Dilbar Hussain

Personal information
- Born: 20 February 1993 (age 32) Faisalabad, Punjab, Pakistan
- Batting: Right-handed
- Bowling: Right-arm fast-medium
- Role: Bowling all-rounder

Domestic team information
- 2020: Melbourne Stars
- 2023-present: Lahore Qalandars
- 2020–21: Southern Punjab

Career statistics
| Competition | FC | T20 |
| Matches | 1 | 18 |
| Runs scored | 0 | 29 |
| Batting average | 0.00 | 29.00 |
| 100s/50s | 0/0 | 0/0 |
| Top score | 0 | 13* |
| Balls bowled | 186 | 332 |
| Wickets | 3 | 21 |
| Bowling average | 43.00 | 23.95 |
| 5 wickets in innings | 0 | 0 |
| 10 wickets in match | 0 | 0 |
| Best bowling | 2/39 | 4/24 |
| Catches/stumpings | 1/0 | 3/0 |
- Source: Cricinfo, 4 October 2021

= Dilbar Hussain =

Pakistani cricketer (born 1993)

Dilbar Hussain (born 20 February 1993) is a Pakistani cricketer. He made his Twenty20 debut on 25 January 2020, for the Melbourne Stars in the 2019–20 Big Bash League season. He was brought into the team's squad as a replacement for Haris Rauf, who was called up for international duty with Pakistan.

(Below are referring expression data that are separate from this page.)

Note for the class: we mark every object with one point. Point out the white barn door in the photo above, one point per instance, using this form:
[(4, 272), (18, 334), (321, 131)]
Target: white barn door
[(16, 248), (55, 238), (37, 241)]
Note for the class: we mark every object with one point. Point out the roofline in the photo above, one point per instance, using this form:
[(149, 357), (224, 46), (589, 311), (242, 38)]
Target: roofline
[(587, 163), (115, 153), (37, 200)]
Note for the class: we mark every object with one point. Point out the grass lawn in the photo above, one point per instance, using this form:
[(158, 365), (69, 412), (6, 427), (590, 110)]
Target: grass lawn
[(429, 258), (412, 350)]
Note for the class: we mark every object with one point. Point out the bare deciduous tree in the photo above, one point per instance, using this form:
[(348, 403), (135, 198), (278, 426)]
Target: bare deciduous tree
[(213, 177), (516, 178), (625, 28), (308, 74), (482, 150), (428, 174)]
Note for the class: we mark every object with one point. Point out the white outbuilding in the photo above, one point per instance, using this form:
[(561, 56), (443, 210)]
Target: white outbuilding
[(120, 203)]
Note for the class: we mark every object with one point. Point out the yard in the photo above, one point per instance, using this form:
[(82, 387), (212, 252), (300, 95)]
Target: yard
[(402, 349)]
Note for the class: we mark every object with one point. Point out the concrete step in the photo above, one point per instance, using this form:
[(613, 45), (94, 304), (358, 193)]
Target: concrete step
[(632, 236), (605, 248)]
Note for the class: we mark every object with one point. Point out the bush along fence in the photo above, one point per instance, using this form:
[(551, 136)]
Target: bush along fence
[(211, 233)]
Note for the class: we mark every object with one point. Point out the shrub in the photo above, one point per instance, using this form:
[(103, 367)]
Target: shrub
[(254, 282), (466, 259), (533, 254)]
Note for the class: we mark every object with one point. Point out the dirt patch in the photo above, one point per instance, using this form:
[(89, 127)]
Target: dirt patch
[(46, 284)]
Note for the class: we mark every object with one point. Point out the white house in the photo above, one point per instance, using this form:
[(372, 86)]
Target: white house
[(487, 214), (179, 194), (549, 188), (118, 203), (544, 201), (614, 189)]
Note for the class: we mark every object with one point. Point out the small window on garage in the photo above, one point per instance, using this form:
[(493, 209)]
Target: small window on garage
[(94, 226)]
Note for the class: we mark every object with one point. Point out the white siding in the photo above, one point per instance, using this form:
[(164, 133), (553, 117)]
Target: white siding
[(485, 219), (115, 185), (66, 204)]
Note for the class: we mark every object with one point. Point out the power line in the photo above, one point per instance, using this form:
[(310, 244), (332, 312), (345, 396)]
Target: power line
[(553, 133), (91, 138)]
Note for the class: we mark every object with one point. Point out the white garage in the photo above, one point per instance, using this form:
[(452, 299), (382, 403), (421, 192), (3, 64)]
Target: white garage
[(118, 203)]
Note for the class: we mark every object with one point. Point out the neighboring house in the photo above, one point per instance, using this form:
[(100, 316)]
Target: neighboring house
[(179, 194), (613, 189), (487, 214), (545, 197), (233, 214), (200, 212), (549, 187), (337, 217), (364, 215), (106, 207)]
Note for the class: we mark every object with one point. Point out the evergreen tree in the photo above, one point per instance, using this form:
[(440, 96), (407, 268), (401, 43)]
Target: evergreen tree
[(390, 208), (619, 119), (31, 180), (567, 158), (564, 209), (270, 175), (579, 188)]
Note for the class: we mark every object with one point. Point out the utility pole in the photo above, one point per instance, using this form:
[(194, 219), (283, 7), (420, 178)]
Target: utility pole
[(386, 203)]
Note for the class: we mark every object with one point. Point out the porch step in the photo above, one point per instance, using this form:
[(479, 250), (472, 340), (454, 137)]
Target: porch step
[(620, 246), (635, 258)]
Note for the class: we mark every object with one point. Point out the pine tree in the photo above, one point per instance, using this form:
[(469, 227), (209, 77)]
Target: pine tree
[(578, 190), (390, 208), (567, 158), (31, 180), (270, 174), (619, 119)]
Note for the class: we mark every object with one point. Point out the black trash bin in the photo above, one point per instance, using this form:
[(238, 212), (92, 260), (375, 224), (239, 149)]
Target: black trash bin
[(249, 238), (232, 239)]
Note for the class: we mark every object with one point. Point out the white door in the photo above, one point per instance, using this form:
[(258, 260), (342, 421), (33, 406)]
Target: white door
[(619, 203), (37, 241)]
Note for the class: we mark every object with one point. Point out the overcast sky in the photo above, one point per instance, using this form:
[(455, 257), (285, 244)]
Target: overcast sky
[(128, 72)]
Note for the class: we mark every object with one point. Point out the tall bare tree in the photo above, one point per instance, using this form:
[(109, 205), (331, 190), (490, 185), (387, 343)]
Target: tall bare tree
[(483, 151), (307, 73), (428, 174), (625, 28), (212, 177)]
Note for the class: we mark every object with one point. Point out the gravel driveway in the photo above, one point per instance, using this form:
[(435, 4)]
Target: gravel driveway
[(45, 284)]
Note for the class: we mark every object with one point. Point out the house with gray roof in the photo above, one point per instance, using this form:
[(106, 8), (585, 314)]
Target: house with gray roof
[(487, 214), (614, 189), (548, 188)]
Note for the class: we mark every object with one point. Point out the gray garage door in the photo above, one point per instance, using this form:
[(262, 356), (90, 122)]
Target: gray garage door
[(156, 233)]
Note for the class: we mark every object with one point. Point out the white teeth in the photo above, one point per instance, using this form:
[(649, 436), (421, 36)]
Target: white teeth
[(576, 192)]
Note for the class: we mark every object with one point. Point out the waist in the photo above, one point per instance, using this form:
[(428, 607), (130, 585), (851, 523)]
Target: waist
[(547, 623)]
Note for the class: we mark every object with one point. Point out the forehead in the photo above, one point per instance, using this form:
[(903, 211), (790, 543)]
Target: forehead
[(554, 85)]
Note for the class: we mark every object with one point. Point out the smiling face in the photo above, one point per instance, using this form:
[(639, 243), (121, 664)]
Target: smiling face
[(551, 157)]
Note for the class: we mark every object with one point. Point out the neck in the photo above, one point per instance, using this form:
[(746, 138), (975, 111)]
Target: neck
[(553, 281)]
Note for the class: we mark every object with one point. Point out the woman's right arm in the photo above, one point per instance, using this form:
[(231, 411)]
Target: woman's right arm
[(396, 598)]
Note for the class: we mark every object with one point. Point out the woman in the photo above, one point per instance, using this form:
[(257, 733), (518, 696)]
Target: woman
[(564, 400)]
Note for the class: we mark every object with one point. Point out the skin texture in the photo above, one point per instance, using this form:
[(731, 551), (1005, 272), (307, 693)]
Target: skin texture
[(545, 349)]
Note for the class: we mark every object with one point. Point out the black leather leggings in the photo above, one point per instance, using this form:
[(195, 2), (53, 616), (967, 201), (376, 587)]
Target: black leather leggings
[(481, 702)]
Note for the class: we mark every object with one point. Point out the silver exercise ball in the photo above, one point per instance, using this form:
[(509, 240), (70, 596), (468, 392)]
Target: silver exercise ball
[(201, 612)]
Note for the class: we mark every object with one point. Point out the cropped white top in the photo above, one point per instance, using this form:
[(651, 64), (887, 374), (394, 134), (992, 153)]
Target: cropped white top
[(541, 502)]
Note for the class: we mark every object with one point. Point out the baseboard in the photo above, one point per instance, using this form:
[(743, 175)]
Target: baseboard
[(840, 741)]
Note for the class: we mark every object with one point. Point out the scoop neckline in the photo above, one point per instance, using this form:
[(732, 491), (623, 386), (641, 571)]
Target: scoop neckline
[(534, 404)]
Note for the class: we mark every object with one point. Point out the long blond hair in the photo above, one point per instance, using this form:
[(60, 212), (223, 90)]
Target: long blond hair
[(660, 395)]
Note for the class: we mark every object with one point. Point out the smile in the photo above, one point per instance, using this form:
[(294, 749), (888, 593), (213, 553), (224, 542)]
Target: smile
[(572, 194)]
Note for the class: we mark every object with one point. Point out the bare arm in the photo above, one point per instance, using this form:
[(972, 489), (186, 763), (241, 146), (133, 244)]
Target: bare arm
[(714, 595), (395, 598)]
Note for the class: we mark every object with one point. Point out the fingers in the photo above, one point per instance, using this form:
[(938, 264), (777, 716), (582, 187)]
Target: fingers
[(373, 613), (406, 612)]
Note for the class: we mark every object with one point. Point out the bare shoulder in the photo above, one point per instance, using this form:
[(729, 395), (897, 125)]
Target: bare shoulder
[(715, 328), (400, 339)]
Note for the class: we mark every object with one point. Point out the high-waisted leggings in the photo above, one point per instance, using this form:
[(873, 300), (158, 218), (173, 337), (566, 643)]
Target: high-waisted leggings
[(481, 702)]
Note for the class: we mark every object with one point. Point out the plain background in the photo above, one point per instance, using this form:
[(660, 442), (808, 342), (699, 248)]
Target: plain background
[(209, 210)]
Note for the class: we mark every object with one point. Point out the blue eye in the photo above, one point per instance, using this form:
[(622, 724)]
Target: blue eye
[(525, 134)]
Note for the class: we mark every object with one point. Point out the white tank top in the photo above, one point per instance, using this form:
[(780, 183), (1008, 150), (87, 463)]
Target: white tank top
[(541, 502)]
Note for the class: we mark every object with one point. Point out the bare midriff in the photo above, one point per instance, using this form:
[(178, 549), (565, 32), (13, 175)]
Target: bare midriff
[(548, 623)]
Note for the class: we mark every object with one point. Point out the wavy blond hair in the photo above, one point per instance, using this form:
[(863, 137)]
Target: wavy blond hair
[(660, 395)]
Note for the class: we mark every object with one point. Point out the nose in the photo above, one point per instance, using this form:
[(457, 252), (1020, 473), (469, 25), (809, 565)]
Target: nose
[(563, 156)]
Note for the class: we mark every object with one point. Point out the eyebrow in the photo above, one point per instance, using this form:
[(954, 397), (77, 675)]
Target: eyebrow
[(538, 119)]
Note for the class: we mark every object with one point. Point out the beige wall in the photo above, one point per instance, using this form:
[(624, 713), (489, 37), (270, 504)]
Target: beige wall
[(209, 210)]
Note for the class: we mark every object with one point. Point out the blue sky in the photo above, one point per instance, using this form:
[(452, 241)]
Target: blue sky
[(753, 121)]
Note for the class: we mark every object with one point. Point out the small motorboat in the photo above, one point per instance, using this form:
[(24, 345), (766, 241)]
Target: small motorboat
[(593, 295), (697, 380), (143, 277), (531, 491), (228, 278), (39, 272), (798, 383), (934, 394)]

He was part of the Lahore Qalandars' Players Development Program squad after previously working on agricultural land in his village near Faisalabad. He impressed Qalandars coach Aaqib Javed in his first hard-ball game in Faisalabad, Punjab in 2018 and toured Australia with the Qalandars development squad in the same year. He made his first-class debut on 31 October 2020, for Southern Punjab, in the 2020–21 Quaid-e-Azam Trophy.

==Early life==
Born in a village of Tehsil Jaranwala Faisalabad District, Punjab, Pakistan, he used to work on his agricultural land there before getting his first professional cricket contract. His father is a farmer.